I am working with this csv file. I am trying to calculate the distance the car has travelled in the 700 seconds it has recorded. The distance should be the area below the graph as (m/s) * (s) should be meters.
This is my code:
import csv
import pprint
import numpy as np
import pandas as pd
import matplotlib.pyplot as plt
from numpy import trapz
df = pd.read_csv("AutoRitData.csv")
new = df.filter(['timestamp','speed'], axis=1)
new_array = np.concatenate( new.values, axis=0 )
print(new_array)
area = trapz(new_array, dx=1)
print("area =", area)
df.plot(x='timestamp', y='speed')
plt.show()
# print(df.columns)
I am confused why the result it different for different dx values. In my eyes making more trapiods (smaller dx) should make the result more accurate, not smaller. Or is de dx not the width of the trapoids?
Also, I would like to change the color of the line where the values of curve is above 13.9 (which is 50 km/h).
I hope someone who is familiar with scientific/physics programming can help me out.
The outcome graph looks like this:
If you see the documentation on numpy.trapz
https://docs.scipy.org/doc/numpy/reference/generated/numpy.trapz.html you will notice, that dx =1 is the default - and you can have any scalar
Best accuracy, is to do
import numpy as np
dx = np.diff(new['timestamp'])
if your timedeltas are changing and in seconds this should be enough
In fact, dx should be the units of your time, i.e if you are integrating km/h, then dx = 3600 if you plan to multiply by seconds (700).

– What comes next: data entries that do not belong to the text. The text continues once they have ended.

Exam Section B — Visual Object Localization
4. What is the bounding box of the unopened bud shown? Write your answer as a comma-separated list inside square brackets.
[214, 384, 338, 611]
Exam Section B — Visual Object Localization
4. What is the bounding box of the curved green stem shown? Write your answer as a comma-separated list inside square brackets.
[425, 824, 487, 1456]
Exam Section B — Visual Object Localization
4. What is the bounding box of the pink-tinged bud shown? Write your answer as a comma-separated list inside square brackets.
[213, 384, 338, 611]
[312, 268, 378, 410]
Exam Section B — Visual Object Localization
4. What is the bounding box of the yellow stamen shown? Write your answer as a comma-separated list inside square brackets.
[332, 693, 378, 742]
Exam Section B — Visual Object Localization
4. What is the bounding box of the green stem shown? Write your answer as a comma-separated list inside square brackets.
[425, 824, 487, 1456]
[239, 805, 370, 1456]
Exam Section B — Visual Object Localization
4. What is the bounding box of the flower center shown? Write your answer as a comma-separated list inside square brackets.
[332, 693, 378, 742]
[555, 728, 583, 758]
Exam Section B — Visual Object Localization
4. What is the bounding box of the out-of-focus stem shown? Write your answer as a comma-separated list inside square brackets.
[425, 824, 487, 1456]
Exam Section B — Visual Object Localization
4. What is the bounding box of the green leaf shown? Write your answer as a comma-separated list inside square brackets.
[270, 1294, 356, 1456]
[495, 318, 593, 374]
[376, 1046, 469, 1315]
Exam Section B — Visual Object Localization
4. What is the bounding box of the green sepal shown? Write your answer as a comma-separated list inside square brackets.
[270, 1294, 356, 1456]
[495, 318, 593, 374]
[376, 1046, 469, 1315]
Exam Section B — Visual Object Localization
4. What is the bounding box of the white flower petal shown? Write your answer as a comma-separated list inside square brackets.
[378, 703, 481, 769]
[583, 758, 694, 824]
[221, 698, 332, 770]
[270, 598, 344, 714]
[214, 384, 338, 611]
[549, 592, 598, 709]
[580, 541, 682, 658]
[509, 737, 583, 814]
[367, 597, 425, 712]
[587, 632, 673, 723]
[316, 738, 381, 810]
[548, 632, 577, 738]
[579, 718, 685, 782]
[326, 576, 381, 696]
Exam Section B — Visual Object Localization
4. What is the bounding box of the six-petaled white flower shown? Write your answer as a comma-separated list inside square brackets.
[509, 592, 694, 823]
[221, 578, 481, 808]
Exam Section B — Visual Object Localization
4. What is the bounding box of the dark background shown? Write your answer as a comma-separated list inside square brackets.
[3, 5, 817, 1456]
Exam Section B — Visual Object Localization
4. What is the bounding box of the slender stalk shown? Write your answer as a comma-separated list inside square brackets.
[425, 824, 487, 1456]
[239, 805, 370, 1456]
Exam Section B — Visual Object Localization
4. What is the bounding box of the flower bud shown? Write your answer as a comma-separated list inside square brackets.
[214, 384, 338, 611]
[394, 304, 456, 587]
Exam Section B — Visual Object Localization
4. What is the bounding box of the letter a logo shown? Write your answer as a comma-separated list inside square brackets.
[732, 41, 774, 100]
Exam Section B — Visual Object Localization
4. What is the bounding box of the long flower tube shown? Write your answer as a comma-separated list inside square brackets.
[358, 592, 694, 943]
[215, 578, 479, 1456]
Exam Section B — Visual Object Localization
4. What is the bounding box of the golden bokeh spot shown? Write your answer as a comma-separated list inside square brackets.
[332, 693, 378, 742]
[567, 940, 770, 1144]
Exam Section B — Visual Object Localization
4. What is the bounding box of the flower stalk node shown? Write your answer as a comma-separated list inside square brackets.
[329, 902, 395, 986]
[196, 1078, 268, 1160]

To answer your question dx is
INTEGRAL(Velocity * dx)
It is dx of the trapezoid --- but your data is timeresolved in 1 second timesteps, so you cannot arbitrarily set dx. If you had 0.5 sec data you could have done dx=0.5
****EDIT****
import pandas as pd
import numpy as np
Df = pd.read_csv('AutoRitData.csv')
Distance1 = np.trapz(Df['speed'],dx=1)
Distance2 = np.trapz(Df['speed'],dx=0.5)
Distance3 = np.trapz(Df['speed'],dx=np.diff(Df['timestamp']))
>>> Distance1 = 10850.064
>>> Distance2 = 5425.03
>>> Distance3 = 10850.064
Its clear that Distance3 and Distance1 are correct answers, since your data is not avaialble at dx=0.5, ie. half second resolution.